Comemorando as bodas de prata de sua carreira solo, Morrissey colocou os fãs frente a frente com uma apresentação intimista, gravada na Hollywood High School, para uma plateia pequena – levando em conta os padrões “futebolísticos” de seus shows. Sarcástico, o bardo não perde a oportunidade de interagir com o público, chegando a entregar o microfone aos afortunados da primeira fileira. “Você quer falar?”, diz. E o que se escuta como resposta é a fuzilaria elogiosa de um séquito fiel que não cansa de dizer ter sido salvo por músicas como “Please, please, please let me get what I want”, “Still ill”. “Everyday is like Sunday” e “Alma matters”.
Mesmo não despertando a mesma emoção que um show, assistir ao Morrissey no cinema não faz feio. Com um set list que abrange toda sua carreira, inclusive os anos em que esteve com Johnny Marr, Andy Rourke e Mike Joyce, ele mostrou porque ainda é relevante, colocando na ponta da língua de sua plateia – tanto do cinema quanto da Hollywood High School – versos pungentes, muitas vezes com pequenas alterações, como “It’s my life to destroy my own way” ou o hino vegetariano arrancada a fórceps em “Meat is murder”.
“A lovely singing voice”
Apesar de momentos menos inspirados como o cover de “To give (the reason I live)”, de Frankie Valli, que poderia ser facilmente substituído por “Satelite of love”, do icônico Lou Reed, que Morrissey apresentou em 2011, a apresentação não deixa nada a desejar aos shows de Glastonbury, em 2011, ou Viña del Mar, em 2012, quando também passou pelo Brasil.

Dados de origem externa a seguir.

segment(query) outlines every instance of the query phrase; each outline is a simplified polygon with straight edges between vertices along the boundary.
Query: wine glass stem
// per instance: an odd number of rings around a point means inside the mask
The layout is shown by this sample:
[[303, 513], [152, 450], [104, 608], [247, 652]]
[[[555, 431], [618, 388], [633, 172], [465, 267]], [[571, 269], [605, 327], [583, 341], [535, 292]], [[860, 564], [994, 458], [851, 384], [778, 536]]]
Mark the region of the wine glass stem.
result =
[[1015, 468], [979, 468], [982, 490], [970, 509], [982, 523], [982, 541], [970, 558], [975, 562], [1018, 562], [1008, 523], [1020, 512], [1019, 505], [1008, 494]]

Mesmo 2013 não tendo sido um dos melhores anos para o cantor, que teve intoxicação alimentar no Peru e teve de cancelar toda a sua turnê sul-americana, além da úlcera hemorrágica que o fez interromper sua passagem pelos EUA, Morrissey lança em outubro duas versões desse show, em DVD e Blu-ray, além de sua tão esperada autobiografia que, conforme a Penguin Books, deve sair no próprio dia 17 na Europa. Sem dúvidas, como o próprio Morrissey diz, o microfone é sua lápide.